Sunday, April 14, 2013

If I Were a Betting Man


Sports, professional in particular, are likely the most popular form of entertainment in the world today.  Sure, everybody likes movies, music, and television but people are incredibly passionate about sports; they live and die by results of their favorite team’s games.  Professional sports today are more popular than they have ever been.  That being said, two questions dominate the wide world for sports:  should athletes really make as much money as they do, and are these sports safe.  But another question lingers in the background: should we be able to gamble on these sports?

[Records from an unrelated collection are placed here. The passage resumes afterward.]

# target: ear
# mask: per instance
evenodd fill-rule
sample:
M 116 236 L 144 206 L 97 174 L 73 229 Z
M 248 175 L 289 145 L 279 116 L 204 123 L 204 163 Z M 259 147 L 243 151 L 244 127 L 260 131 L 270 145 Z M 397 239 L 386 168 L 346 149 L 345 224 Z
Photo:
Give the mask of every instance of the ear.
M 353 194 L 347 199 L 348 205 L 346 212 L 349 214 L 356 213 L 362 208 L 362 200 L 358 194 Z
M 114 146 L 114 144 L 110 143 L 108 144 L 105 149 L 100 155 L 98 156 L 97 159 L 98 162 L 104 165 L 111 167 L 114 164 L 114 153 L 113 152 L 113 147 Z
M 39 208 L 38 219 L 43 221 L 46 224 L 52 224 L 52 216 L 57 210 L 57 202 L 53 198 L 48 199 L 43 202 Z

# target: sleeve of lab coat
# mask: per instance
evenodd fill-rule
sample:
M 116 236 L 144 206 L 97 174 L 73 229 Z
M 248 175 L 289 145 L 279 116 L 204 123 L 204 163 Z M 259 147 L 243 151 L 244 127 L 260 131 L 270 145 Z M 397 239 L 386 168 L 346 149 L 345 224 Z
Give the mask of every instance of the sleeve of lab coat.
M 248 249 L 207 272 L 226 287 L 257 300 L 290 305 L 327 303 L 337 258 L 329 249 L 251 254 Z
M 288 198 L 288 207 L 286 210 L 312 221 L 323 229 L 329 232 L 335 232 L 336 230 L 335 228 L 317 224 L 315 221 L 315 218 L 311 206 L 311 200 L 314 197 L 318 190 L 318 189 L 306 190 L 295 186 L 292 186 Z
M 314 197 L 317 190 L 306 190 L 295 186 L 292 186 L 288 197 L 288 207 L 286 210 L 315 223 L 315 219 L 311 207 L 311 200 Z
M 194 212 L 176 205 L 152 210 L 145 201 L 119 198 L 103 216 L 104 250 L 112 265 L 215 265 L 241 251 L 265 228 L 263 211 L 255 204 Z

            Gambling is not as socially stigmatized as it once was.  Lottery jackpots reach such astronomical heights because people purchase lottery tickets.  More and more states are legalizing casinos (my home state, Ohio, did so in 2009, with the first opening in Cleveland last summer).  These casinos are primarily home to slot machines, craps tables, roulette tables, and the various card tables.  The most popular of these card games, poker, has seen its popularity skyrocket in the past decade, helped in some regard by the 2006 James Bond film Casino Royale. 
All these forms of gambling differ drastically from sports betting due to the central characteristics of the two forms of gambling.  Casino gambling, along with the lottery, is based nearly entirely on luck.  Sure, there is strategy to poker, but strategy can only take a pair of twos so far.  Sports gambling, however, is betting money on the physical actions of other living beings.  Betting on blackjack is betting on whether or not one will get the right cards.  Betting on baseball is betting on whether or not Justin Masterson is going to have control over his fastball, on how tightly the umpire is going to call the strike zone, and if Miguel Cabrera is going to break out of his slump on that given day. 
            The primary controversy surrounding sports betting is apparent from the previous paragraph.  It is betting on the actions and choices of other people.  The Tim Donaghy scandal, in which Donaghy, an NBA referee, gambled on games he was officiating, left a huge pockmark on the reputation of the NBA.  Pete Rose, the all-time MLB hit leader, is banned for life from baseball because he gambled on MLB games while he was the manager of the Cincinnati Reds in the 1990s.  FIFA is attempting to deal with the fallout of a recent revelation that hundreds of soccer matches around the world—including a few World Cup qualifiers—were fixed by a vast gambling syndicate run by Dan Tan out of Singapore.  The fear is that if the United States legalizes gambling nationwide, or state-by-state, these scandals will only increase.  The reality, however, is that a large portion of Americans are already betting on sports.
            Almost every sports fan at some point or another has gambled on sports, whether they know it or not.  The past three weeks are the central example of this trend: March Madness.  Obsessively filling out brackets and watching them crumble in the first weekend of the NCAA Division One Men’s Basketball Championship is as much of an American tradition as the Fourth of July.  I would hazard a guess that most of these brackets were entered into some pool which paid monetary prizes to the winners.  That is gambling. 
            The second and third week of August sees a frenzy of football activity, relatively speaking.  These weeks, the third and fourth weeks of the NFL preseason, are when the majority of fantasy football drafts occur.  Adweek, an advertising trade publication, estimates that twenty-seven million Americans participated in fantasy football leagues in 2011.  These Americans (yes, I am one of them) spend money on draft preparation and league entry fees in the hope that their team will be the last one standing, winning them a predetermined sum.  This is gambling.
There is one sport on which gambling is legal: horse racing.  While horse racing is dying a slow death overall, its marquee events remain as strong as ever and provide a good example of the curious nature of sports gambling.  The Kentucky Derby, the Preakness Stakes, and the Belmont Stakes—collectively known as the Triple Crown—turn all eyes in America to horse racing in the months of May and June.  NBC Sports, which owns the television rights to the three races, does not even try to hide the gambling associated with the races; it even shows each horse’s odds on handy little info-graphics.  
            Betting on sports—which I, of course, have never done—is very fun and adds plenty of excitement to sports fandom.  Who cares about a Bobcats-Spurs game in the middle of February?  I’ll tell you who, the person who took the Bobcats +2000.  Sure, it can become addicting but so can drinking and smoking; everything in moderation.  Why should those who live in Nevada or who use off-shore websites get to have all the fun?  New Jersey governor Chris Christie is pushing for his state to legalize sports gambling.  If it does, there is speculation that other states will follow suit.  I bet you they do.